Here is the essence of the episode. In August 1998, Jeffrey Stonerock, one of the senior partners at Baker Botts, an American law empire directed by former secretary of state James Baker, which specializes in international law, contacted Gouaz. He asked him to help the company collect a debt of approximately a billion dollars owed by the Iraqi government to the Korean company, Hyundai.
Hyundai carried out a series of enormous infrastructure projects in Iraq for an entire decade in exchange for government bonds to be redeemed on various dates. In the wake of the Gulf War, Iraq suspended payments to suppliers, and its debt to the Korean company threatened to topple it.
In order to evade the international boycott of Iraq, and because he is not an American citizen, Gouaz was chosen to mediate the deal. At Baker”s behest, in August 1998 he met with the president of the Bank of Jordan, Shaiker Tawfik Fakoury, who agreed to purchase the Iraqi government bonds in exchange for 30 percent of their value and resell them to the Iraqis at a profit in exchange for oil. For their part, the Iraqis demanded in exchange to raise the quota of oil that they were allowed to export. After several months, and after the quota of oil was raised, the deal got under way.
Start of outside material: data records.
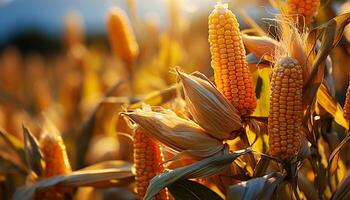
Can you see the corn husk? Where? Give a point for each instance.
(176, 133)
(210, 109)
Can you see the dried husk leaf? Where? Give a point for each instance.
(177, 133)
(201, 169)
(209, 108)
(262, 46)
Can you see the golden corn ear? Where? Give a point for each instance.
(286, 113)
(56, 163)
(231, 71)
(55, 155)
(148, 160)
(347, 103)
(121, 35)
(305, 9)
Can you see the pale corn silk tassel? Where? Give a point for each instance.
(56, 163)
(347, 103)
(303, 11)
(286, 112)
(148, 160)
(231, 72)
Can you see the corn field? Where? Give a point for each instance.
(240, 100)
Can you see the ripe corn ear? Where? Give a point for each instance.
(148, 160)
(55, 155)
(56, 163)
(347, 103)
(231, 72)
(286, 113)
(121, 35)
(305, 9)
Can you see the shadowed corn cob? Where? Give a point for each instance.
(148, 160)
(286, 114)
(347, 103)
(121, 36)
(56, 163)
(231, 72)
(306, 9)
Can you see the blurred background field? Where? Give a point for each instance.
(56, 61)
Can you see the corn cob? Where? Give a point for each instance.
(231, 71)
(121, 36)
(305, 9)
(285, 117)
(148, 160)
(56, 163)
(347, 103)
(55, 155)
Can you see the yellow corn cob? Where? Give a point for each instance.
(148, 160)
(231, 71)
(286, 113)
(121, 36)
(56, 163)
(305, 9)
(55, 155)
(347, 103)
The Jordanians bought the bonds from Hyundai via Baker’s firm for USD 272 million, and sold them to the Iraqis for USD 450 million dollars’ worth of oil. In Gouaz’s estimation, Baker’s law firm received USD 33 million in fees for services rendered. The deal was completed in July 2000.
Jeffrey Stonerock of Baker’s firm only responded, “your descriptions of our firm’s role during the deal are imprecise.”